La rotta da seguire, per un ascolto profondo, è verso una mescolanza di suoni che non si limita a sconfinare nei territori limitrofi al blues, ma proviene da terre antiche e si spinge fino a paesi lontani aprendo un campo di confronto, rapportandosi ed adattandosi a sonorità straniere, dalle percussioni africane alle corde arabe, dagli strumenti tradizionali sardi a quelli delle terre elleniche. Negli altri dischi eravamo abituati a sentire il sound “croccante” di Francesco Piu che si miscelava col funk, col soul e col rhythm’n’blues, ora l’assunto di base è che l’identità non si costruisce sulla convenzione, ma nello scambio con identità diverse. La metafora è che più cerchiamo, più troviamo il mondo, allontanandoci e ritrovandoci. Esattamente il contrario di quanto propongono certi mistificatori del gioco. Così Crossing viene scritto con codici antichi e moderni, in un’amalgama tra storia e presente, tra armonie occidentali e vibrazioni africane, pronunce orientali e ritmi antichi. Stones In My Passway è l’emblema del connubio tra nuovo e vecchio, spostandosi fra echi storpiati, suoni underground, mentre il basso robusto di Fabrizio Leoni e una batteria elettronica smembrano il ritmo e le grattate di DJ Cris si intersecano con un blues difforme, animalesco. Non si tratta solo del comune gusto europeo per l’esotismo, Crossing è un’osmosi culturale, una sorta di impollinazione incrociata che attraversa i continenti, travalica i confini dei sensi ed è con questa lettura che si oltrepassano le atmosfere desolate del bouzuki in Me An My Devil con un Marco Pandolfi all’armonica che ne dipinge le angosce, è su questa strada che ci si incammina verso il verde dorato del sole di melodie alla Ben Bedford nella bellissima ballata From Four Til Tale, segnando il passo sugli shakers di Centamore, e si attraversano i tempi medi scanditi dalle percussioni del tumbarinu de Gavoi sotto piogge ipnotiche di chitarra e bouzouki in Hellhound My Train.

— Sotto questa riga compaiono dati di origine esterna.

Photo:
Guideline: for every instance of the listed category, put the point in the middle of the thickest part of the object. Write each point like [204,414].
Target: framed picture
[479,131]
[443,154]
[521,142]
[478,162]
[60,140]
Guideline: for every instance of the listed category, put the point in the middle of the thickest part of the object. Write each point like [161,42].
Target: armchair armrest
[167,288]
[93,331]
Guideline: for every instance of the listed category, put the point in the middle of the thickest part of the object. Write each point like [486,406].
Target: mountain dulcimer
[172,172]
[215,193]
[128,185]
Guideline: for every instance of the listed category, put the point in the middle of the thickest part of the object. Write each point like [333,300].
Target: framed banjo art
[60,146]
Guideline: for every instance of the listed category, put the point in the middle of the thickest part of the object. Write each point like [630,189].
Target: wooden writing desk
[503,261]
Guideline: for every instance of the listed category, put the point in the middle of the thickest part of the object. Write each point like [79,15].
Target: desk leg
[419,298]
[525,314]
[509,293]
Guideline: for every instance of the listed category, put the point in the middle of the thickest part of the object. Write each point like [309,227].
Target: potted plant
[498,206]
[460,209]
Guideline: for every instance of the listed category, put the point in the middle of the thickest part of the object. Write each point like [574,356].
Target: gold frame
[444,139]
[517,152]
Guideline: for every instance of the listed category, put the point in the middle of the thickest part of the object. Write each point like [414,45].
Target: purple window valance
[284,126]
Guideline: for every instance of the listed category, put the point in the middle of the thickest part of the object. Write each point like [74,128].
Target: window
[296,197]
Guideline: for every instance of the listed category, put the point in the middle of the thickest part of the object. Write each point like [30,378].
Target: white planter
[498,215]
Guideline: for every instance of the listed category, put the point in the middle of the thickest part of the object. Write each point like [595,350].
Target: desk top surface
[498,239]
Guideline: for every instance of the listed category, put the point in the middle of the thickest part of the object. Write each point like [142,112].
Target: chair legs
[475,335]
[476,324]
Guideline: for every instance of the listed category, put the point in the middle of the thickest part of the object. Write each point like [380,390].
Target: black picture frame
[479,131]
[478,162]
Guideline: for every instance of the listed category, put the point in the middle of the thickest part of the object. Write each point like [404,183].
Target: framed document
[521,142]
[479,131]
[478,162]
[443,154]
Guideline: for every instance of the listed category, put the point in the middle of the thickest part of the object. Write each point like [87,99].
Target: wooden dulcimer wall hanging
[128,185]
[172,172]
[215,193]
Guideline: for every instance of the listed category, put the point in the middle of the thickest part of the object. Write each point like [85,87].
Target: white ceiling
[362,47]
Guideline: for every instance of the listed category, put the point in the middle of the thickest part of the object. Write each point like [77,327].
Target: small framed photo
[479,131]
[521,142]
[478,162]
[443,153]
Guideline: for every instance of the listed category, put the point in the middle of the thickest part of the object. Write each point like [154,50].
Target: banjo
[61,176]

Diventiamo spettatori di frontiere che si cancellano per estensione, dove popoli e costumi si costeggiano, vestiti di colori ibridi e comunichiamo attraverso commutazioni di codice che rendono labile ogni confine, lasciandosi commuovere da una profonda Love In Vain ricamata dai flauti e ballando sulle sincopi dell’accordion sui ritmi di They Re Red Hot che un po’ ricordano una Princesa alla De Andrè.
Un processo di rigenerazione, senza obbligo di frequenza, che musicisti come Francesco Piu scelgono di innescare nel rispetto della veridicità di ogni sorgente, senza scontrarsi con purezza e autenticità, ma integrandole nelle rinnovate esigenze della tradizione. Basta seguire le tracce di un blues inzuppato di fango con una chitarra slide e distorta che suona alla Luther Dickinson e che si intreccia con liuti persiani, launeddas e calebasse su Stop Breaking Down, e sintonizzarsi con gli accenti tipici alla Francesco Piu sulla chitarra hendrixiana Crossroad Blues e una Stop Breaking Down che cresce in tono e suggestione salendo direttamente dalla pancia. La contaminazione non diventa solo una scelta estetica, quindi, ma un’esigenza, non importa quale equilibrio sonoro si possa cercare, ma sono proprio il disorganico e il diverso che descrivono lo stato d'animo di una società allo sbaraglio. Con Crossing Francesco non porta solo Robert Johnson nel Mediterraneo, ma ogni popolo che lo ha navigato, in nome di un messaggio universale che invoca una convivenza possibile.